Re: [R] survival survfit with newdata

2012-05-17 Thread Damjan Krstajic

Thanks David for prompt reply. I agree with you. However, I still fail to get 
the survfit function to work with newdata. In my previous example I changed the 
column names of testX matrix and I still fail. 

 colnames(testX)-names(coxph.model$coefficients)
 sfit- survfit(coxph.model,newdata=data.frame(testX))
Error in model.frame.default(formula = Surv(trainTime, trainStatus) ~  :
  variable lengths differ (found for 'trainX')

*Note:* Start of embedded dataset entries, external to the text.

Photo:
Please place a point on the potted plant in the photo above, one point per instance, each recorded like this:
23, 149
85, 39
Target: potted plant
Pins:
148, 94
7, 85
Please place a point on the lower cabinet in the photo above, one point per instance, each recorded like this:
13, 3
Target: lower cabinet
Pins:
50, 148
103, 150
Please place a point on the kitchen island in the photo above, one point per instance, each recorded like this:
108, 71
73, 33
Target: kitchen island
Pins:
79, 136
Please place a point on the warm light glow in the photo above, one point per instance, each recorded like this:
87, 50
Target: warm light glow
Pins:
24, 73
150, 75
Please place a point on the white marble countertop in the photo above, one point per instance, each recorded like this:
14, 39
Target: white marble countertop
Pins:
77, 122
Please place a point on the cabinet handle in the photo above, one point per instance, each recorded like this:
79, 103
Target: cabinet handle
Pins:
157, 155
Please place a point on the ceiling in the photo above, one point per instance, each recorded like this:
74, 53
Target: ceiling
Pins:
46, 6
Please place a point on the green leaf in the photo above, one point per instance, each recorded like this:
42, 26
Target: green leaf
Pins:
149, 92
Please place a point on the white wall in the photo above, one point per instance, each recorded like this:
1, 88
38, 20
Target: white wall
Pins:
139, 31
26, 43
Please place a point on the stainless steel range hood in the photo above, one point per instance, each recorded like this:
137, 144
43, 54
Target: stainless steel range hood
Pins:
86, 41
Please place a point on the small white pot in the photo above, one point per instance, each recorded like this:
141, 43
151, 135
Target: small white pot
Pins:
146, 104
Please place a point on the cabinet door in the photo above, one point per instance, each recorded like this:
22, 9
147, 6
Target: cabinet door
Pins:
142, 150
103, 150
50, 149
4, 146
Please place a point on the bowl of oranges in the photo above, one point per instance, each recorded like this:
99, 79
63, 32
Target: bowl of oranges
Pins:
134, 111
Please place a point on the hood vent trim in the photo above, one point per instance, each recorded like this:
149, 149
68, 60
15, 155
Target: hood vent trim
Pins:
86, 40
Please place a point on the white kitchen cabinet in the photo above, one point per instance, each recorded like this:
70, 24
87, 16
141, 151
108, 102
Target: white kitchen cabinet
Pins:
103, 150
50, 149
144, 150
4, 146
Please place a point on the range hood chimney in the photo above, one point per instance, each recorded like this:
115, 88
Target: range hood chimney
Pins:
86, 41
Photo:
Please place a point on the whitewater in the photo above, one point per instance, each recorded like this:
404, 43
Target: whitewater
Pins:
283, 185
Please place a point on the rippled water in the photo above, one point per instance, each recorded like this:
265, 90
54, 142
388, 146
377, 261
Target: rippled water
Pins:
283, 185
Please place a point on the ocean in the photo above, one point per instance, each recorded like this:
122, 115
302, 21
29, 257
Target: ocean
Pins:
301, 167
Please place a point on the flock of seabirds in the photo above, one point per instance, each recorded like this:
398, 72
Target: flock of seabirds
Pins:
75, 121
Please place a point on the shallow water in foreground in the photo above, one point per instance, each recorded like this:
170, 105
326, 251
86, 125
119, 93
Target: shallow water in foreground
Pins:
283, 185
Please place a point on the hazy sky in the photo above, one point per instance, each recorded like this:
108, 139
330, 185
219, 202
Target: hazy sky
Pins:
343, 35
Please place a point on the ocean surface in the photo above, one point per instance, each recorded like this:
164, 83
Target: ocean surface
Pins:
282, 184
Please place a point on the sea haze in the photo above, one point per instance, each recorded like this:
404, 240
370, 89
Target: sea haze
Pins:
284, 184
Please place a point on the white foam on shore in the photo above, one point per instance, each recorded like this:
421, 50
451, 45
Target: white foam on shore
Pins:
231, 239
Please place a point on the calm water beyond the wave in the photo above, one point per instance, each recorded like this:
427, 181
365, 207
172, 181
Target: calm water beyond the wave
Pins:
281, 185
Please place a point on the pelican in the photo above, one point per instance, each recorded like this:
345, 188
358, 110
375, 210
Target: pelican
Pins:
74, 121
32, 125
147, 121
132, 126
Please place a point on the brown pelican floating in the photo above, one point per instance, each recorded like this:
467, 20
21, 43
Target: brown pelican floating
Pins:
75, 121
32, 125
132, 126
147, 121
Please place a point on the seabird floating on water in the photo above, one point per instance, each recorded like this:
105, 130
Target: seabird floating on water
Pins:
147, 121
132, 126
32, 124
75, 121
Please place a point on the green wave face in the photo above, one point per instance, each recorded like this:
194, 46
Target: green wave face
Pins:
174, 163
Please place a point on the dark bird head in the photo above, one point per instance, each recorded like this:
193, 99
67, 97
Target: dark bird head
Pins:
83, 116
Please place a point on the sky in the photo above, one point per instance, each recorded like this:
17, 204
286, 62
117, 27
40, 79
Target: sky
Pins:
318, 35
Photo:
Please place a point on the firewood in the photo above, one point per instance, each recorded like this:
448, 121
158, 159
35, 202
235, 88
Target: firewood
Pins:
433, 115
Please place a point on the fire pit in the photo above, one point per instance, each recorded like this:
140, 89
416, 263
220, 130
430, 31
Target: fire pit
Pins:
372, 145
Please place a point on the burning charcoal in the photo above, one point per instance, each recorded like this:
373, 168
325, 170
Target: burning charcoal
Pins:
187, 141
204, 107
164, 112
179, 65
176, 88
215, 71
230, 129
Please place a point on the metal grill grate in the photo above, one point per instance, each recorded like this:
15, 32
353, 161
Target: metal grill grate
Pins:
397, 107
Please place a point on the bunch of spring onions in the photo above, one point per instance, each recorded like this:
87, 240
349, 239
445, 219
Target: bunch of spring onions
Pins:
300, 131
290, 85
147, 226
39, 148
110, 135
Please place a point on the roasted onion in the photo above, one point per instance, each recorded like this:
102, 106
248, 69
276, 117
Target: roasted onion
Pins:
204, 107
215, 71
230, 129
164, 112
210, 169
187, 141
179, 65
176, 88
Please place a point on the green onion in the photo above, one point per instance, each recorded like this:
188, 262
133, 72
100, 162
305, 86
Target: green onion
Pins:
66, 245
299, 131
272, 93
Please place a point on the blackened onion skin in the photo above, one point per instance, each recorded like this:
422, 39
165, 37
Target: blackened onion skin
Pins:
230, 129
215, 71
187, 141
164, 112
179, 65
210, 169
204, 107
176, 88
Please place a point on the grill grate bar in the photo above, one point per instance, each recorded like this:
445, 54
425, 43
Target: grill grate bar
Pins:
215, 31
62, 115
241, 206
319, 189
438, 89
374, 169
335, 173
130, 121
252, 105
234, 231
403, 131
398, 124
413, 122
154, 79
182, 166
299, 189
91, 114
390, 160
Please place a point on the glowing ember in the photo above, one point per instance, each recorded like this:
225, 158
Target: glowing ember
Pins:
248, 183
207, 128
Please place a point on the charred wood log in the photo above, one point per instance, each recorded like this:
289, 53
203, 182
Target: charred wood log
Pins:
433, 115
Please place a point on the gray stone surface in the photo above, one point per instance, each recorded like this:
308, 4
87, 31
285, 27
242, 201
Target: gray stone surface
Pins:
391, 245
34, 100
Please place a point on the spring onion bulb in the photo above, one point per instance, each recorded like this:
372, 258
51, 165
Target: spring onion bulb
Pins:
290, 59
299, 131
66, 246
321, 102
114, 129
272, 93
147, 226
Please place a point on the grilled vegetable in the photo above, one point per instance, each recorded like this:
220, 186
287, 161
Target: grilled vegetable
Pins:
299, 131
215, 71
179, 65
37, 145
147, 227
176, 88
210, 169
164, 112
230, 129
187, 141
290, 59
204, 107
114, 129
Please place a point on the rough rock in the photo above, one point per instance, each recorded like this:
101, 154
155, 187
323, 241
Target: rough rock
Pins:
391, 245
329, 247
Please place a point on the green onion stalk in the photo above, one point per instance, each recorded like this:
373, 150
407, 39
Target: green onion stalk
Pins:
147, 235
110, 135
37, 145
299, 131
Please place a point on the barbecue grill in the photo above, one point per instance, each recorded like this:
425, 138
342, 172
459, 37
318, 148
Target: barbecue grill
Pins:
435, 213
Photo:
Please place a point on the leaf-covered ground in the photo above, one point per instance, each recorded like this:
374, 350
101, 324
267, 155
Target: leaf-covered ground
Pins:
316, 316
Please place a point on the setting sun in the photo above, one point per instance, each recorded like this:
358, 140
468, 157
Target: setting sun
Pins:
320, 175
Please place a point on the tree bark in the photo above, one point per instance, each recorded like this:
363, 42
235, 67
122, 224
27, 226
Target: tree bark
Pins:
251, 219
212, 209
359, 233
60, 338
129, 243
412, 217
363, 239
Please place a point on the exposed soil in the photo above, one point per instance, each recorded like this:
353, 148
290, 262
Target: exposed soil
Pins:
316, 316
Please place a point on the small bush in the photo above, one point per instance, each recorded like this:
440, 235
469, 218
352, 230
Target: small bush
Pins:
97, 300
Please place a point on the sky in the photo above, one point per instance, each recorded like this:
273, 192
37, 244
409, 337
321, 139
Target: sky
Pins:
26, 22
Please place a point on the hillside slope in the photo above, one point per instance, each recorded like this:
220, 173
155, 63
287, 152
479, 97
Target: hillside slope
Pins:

What would be solution in my simple example to get the survival curves for 
testX? Thanks in advance. DK

 CC: r-help@r-project.org
 From: dwinsem...@comcast.net
 To: dkrsta...@hotmail.com
 Subject: Re: [R] survival survfit with newdata
 Date: Thu, 17 May 2012 00:52:55 -0400
 
 
 On May 16, 2012, at 5:08 PM, Damjan Krstajic wrote:
 
 
  Dear all,
 
  I am confused with the behaviour of survfit with newdata option.
 
 Yes. It has the same behavior as any other newdata/predict from  
 regression. You need to supply a dataframe with the same names as in  
 the original formula. Doesn't look as though that strategy is being  
 followed. The name of the column needs to be 'trainX' since that was  
 what was its name on the RHS of hte formula,  and you may want to  
 specify times. If you fail to follow those rules, the function falls  
 back on offering estimates from the original data.
 
 
  I am using the latest version R-2-15-0. In the simple example below  
  I am building a coxph model on 90 patients and trying to predict 10  
  patients. Unfortunately the survival curve at the end is for 90  
  patients.
 
 As is proper with a malformed newdata argument.
 
  Could somebody please from the survival package confirm that this  
  behaviour is as expected or not - because I cannot find a way of  
  using 'newdata' with really new data. Thanks in advance. DK
 
  x-matrix(rnorm(100*20),100,20)
 
 
  time-runif(100,min=0,max=7)
 
 
  status-sample(c(0,1), 100, replace = TRUE)
  trainX-x[11:100,]
 
  trainTime-time[11:100]
 
  trainStatus-status[11:100]
 
  testX-x[1:10,]
  coxph.model-
  coxph(Surv(trainTime,trainStatus)~ trainX)
  sfit- survfit(coxph.model,newdata=data.frame(testX))
 
 
  dim(sfit$surv)
 
  [1] 90 90
 
 
  
  [[alternative HTML version deleted]]
 
  __
  R-help@r-project.org mailing list
  https://stat.ethz.ch/mailman/listinfo/r-help
  PLEASE do read the posting guide http://www.R-project.org/posting-guide.html
  and provide commented, minimal, self-contained, reproducible code.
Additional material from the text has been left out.